THE EDGE OF NOWHERE
THE WEEK|August 29, 2021
Sunjeev Sahota channels his immigrant past and the pain of unbelonging into the Booker Prize long-listed China Room
MANDIRA NAYAR
THE EDGE OF NOWHERE

It is lunch time in Sheffield. Sunjeev Sahota looms large and lanky on the screen. This is his third book, and his second time on the Booker Prize list. His second book, The Year of the Runaways, was shortlisted in 2015. The book revolves around migrants; much before immigration became a divisive issue, before Brexit and Trump.

China Room is deep and dark, a lingering presence. It is fiction, based on family history. The main character—named S—comes to his parents’ village in India in a bid to break a drug habit. The parallels are obvious: like S, Sahota also grew up in a house filled with cousins. His parents “struck out to open a shop”. He did math at Imperial College. It is this swing between reality, memory and a deep sort of sadness that makes this book irresistible.

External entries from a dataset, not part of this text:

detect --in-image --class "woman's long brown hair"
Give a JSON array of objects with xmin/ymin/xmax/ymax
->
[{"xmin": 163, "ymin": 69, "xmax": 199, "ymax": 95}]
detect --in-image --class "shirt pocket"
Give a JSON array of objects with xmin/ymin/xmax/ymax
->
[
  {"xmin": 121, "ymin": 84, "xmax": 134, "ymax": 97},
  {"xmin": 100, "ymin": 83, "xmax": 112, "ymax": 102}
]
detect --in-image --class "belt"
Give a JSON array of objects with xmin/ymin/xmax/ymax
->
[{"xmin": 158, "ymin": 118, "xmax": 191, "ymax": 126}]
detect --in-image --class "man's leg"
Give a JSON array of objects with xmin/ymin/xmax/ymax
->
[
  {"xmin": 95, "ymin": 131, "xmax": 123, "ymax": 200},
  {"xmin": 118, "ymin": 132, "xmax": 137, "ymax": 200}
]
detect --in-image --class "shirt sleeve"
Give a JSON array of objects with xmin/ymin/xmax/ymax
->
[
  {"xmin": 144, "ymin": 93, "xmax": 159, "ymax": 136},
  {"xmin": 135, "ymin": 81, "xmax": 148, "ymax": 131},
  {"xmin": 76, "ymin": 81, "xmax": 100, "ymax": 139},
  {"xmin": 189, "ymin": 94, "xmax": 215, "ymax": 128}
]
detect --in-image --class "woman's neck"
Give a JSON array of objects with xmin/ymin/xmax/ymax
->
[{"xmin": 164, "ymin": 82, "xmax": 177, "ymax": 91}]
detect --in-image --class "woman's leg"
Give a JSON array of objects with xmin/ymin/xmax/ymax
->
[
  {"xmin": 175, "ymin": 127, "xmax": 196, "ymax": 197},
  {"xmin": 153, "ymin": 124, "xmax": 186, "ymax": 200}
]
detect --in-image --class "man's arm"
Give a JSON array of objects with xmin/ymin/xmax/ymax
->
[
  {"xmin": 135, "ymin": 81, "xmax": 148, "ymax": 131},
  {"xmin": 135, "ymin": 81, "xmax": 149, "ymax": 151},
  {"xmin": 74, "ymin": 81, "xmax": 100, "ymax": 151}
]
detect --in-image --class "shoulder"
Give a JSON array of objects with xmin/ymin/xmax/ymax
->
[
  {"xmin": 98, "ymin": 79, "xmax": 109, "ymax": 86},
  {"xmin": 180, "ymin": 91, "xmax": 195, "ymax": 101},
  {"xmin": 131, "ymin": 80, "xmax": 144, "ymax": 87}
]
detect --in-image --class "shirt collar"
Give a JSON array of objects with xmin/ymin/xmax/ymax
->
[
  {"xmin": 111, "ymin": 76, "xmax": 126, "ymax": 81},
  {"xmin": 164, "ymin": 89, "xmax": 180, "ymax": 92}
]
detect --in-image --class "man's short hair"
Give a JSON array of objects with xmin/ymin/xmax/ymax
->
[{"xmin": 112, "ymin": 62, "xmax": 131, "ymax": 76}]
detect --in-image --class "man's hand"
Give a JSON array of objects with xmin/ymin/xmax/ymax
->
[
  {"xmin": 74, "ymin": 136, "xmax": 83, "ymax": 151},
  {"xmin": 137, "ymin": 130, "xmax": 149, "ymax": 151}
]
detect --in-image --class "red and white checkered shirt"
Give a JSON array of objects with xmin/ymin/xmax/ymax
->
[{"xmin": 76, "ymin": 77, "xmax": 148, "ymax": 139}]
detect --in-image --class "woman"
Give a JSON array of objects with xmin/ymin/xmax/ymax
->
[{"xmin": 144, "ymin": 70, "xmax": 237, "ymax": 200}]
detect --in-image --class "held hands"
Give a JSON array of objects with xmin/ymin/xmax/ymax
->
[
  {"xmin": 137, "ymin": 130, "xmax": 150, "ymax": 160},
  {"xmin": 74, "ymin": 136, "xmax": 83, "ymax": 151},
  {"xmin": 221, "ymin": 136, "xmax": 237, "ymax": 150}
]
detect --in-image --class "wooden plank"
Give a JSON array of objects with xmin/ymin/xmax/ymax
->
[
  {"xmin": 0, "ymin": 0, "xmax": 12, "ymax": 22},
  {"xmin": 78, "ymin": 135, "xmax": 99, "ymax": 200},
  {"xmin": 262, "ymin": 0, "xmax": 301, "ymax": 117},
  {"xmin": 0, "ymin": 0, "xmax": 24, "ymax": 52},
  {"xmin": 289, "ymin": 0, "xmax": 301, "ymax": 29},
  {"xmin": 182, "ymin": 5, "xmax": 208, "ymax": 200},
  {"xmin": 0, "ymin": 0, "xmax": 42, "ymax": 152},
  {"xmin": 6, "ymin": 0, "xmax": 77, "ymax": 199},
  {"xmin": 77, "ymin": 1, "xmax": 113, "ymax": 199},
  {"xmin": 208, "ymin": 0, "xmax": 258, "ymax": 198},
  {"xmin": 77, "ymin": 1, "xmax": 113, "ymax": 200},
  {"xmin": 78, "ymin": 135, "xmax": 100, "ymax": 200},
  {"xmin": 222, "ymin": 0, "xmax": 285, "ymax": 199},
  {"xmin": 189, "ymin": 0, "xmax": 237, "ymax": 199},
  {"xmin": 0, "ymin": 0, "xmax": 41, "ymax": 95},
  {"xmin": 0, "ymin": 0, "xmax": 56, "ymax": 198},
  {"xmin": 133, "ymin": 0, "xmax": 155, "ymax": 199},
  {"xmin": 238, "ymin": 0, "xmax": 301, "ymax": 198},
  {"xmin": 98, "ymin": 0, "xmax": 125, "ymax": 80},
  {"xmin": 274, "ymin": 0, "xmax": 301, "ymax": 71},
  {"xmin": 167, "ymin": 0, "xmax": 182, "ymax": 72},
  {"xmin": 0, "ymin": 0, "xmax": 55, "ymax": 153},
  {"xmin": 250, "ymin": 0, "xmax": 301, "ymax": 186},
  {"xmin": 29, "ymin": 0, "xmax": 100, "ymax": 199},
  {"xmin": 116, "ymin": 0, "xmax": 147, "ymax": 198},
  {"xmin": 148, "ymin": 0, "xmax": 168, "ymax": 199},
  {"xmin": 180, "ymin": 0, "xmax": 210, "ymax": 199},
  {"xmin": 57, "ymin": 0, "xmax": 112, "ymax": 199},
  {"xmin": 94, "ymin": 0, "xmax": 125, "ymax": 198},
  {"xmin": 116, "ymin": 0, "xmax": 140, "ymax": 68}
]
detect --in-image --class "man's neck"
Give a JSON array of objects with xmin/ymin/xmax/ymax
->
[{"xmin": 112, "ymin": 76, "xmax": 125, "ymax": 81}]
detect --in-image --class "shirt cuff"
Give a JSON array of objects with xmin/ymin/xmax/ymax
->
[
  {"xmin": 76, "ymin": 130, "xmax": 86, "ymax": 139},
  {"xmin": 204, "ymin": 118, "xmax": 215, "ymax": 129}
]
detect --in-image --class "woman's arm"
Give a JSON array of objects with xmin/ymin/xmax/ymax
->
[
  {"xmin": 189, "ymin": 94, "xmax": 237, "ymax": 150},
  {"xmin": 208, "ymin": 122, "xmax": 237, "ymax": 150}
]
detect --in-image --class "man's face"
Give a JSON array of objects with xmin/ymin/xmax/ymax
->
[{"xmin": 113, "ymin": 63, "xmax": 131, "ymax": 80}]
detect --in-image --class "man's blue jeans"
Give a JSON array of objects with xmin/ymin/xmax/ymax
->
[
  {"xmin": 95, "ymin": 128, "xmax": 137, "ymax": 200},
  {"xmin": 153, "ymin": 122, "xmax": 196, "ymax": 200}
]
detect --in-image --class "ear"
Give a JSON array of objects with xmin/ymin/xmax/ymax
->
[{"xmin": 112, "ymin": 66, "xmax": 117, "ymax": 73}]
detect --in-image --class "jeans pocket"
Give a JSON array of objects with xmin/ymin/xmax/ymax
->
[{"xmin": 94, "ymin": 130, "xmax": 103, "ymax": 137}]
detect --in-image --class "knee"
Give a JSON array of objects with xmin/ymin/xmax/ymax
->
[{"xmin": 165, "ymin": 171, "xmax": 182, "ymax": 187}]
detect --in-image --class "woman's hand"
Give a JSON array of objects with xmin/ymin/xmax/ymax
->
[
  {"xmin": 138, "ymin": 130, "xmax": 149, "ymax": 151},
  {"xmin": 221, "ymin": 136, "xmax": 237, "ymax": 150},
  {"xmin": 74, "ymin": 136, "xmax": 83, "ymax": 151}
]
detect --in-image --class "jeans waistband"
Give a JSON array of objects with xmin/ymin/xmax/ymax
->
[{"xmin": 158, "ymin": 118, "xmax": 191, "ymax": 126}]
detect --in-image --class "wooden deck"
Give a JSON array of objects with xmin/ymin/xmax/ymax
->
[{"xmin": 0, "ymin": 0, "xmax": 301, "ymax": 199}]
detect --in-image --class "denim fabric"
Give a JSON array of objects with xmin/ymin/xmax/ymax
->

“I have always said my novels have a personal base,” he says. “They always spring from something that I am aware of in my history. Or something around me in my daily life.” With China Room, it started with a family legend of a great grandmother who was one of four women who did not know who they were married to until a year later.

“I don’t know how that story has been embellished over the years. Lord knows, family stories get more exaggerated,” he says. “It struck me as a painful and dark premise. To have three women in a dark room not knowing who they were married to. I thought that there was something novelistic in that, so I tried to write that story.”